The overall pattern of results in this study can rule out several potential confounds. One possibility is that participants may attend to the visual input to different degrees depending on the concurrent motor task. For example, it could, in principle, have been the case that visual attention to the moving hands was decreased (or indeed increased) in the Incompatible condition, compared to the Compatible condition, because of the conflict in the former case between the images and the required movements. However, the finding that EBA and FBA responded to these conditions equally, whereas pSTS did not, rules out any account based on global differences in attention to the stimuli (assuming activity in the former areas is modulated by attention as in other similar extrastriate areas; cf Wojciulik, Kanwisher, & Driver, 1998). This dissociation, along with the whole-brain results showing significant activation in other areas to Incompatible vs Compatible conditions, also argues against the possibility that the absence of a difference in EBA and FBA was due to insufficient power. More generally, the fronto-parietal pattern seen in the whole-brain contrast is expected given the relative difficulty of the Incompatible condition relative to the Compatible condition (Duncan, 2006). This makes it all the more surprising, in our view, that EBA/FBA activity is not modulated accordingly, e.g. via feedback connections. Finally, potential order effects must be considered, because the sequence of conditions was constant in each scan. A given video action sequence was seen three times in a given scan—first when it was viewed (and recorded) during the Compatible condition; again in the following Incompatible condition; and finally in the Watch condition. Normally, repetition of stimuli reduces BOLD responses in extrastriate visual areas (e.g. Vuilleumier, Henson, Driver, & Dolan, 2002), whereas in pSTS (but not EBA and FBA), we see trends towards increasing responses across these repetitions, so adaptation is unlikely to account for the effects seen here.

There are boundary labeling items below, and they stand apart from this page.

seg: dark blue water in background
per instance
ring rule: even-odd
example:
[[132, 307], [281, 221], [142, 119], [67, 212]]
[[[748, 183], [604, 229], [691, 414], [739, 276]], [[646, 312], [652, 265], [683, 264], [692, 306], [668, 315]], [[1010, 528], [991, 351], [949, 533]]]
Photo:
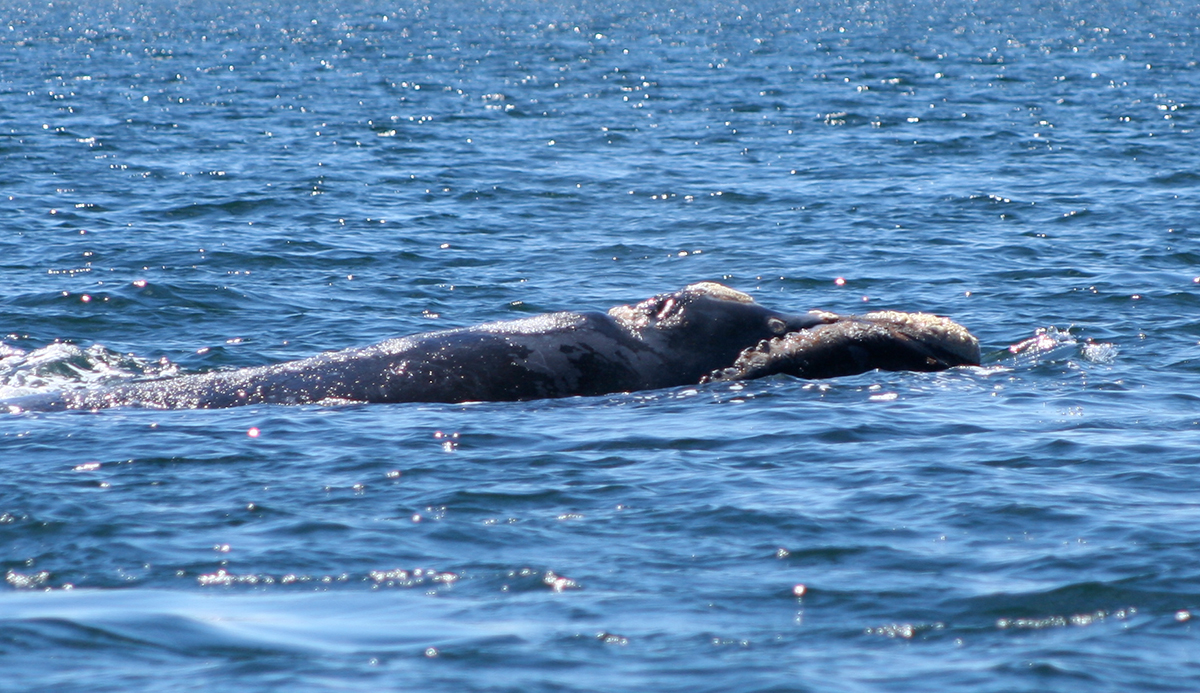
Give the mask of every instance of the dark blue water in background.
[[1133, 0], [0, 2], [5, 396], [703, 279], [936, 312], [986, 355], [6, 415], [0, 687], [1194, 689], [1198, 26]]

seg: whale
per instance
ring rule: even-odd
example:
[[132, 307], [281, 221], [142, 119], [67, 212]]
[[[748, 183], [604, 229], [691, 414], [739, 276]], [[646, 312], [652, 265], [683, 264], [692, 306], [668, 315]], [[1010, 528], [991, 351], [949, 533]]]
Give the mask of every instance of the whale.
[[520, 402], [776, 374], [835, 378], [978, 363], [978, 339], [948, 318], [781, 313], [743, 291], [700, 282], [607, 312], [547, 313], [298, 361], [40, 392], [0, 400], [0, 408]]

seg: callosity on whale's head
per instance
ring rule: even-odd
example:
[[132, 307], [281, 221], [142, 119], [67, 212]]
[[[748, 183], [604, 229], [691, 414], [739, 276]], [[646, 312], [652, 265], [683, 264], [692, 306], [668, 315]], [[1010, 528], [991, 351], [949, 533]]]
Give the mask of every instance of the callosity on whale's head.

This work was supported by the ESRC, the Wellcome Trust, and by the Wales Institute for Cognitive Neuroscience. We would like to thank M. Hudson, R. Ivry, N. Oosterhof, J. Taylor, and S. Tipper for helpful discussions, and D. McKiernan, P. Mullins, and S. Johnston for technical support.
1Although David et al. (2007) reported a significant effect of congruence between action and visual stimulus in the right but not left EBA, David et al. (2009) stimulated left EBA with their TMS procedure. To examine whether congruence effects were present in our left hemisphere data, we examined left EBA (mean Talairach coordinates of peaks: x = −47.8 (1.55), y = −66.6 (1.82), z = 1 (2.9)). The results were similar to those found for right EBA: Compatible mean = 6.70 (SE = 0.85); Incompatible 7.30 (0.89); Watch 7.26 (1.02); Do 3.80 (0.94). Critically, there was no significant difference between the Compatible and Incompatible conditions in left EBA, t(10) = 1.66, p = 0.13.